# Rules of Thumb for Water Use on Lawns and Gardens



## mathewhayden (Jul 28, 2009)

1. One deep watering is much better than watering several times lightly.
2. Lawns need about 1 inch of water each week. If the weather is very hot, apply an inch of water about every 3 days.
3. Watering to a depth of 4-6 inches encourages deeper, healthier root development. It allows longer periods between watering.
4. To measure the water, put an empty tuna can (or cat food can) on the lawn while watering. Stop watering when the can is full or if you notice water running off the lawn.


----------



## SlowRollin' (Jul 29, 2009)

Good info!

I would add the timing to water your lawns is important if you reside in a hot climate.  

In Texas, we're experiencing triple digit temps in midday.  Watering in the afternoon just evaporates before it has time to soak into the roots and could kill/cook the grass.

Watering at night will just leave the water sitting on the lawn. This prolonged moisture can lead to molds and fungi.

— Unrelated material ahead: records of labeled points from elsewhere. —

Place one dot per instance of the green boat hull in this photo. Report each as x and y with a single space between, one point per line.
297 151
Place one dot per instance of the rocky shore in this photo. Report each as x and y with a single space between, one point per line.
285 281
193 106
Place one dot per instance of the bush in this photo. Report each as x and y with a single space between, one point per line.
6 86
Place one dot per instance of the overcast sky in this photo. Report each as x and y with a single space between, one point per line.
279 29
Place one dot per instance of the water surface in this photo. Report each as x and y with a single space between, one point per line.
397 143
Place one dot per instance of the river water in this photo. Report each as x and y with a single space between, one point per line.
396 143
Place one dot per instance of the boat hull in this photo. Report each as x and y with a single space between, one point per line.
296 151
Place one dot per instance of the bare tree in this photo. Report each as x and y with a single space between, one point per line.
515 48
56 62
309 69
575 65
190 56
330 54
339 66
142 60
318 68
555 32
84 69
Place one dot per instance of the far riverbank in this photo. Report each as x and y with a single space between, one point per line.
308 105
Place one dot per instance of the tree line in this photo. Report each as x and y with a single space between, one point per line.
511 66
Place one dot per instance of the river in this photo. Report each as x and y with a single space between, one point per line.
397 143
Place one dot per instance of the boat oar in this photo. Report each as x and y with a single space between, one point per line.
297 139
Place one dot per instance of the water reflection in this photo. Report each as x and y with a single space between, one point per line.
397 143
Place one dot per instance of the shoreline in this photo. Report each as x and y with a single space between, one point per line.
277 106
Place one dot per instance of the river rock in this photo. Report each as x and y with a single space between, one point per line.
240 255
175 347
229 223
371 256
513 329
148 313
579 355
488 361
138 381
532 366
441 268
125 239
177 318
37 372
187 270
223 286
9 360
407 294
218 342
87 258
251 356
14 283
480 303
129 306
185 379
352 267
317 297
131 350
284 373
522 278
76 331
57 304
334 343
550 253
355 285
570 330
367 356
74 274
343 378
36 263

Best to water early in the a.m. and follow the Rules of Thumb you listed.
Again, good info.


----------



## Huh? (Sep 29, 2009)

Do ya'll enjoy lawn maintnence. I recently converted to all local vegetation (wildflowers and some such). I use very little water and I have the pretiest yard on the block. When everybody elses started to brown and die as we went in to mandatory water restrictions mine was flurishing.


----------



## okceg (Dec 16, 2009)

Care to share some tips? I often end up with a dry lawn even if I water them frequently on dry days.


----------



## imported_frozenstar (Feb 11, 2010)

Thank you very much for those tips matthew!


----------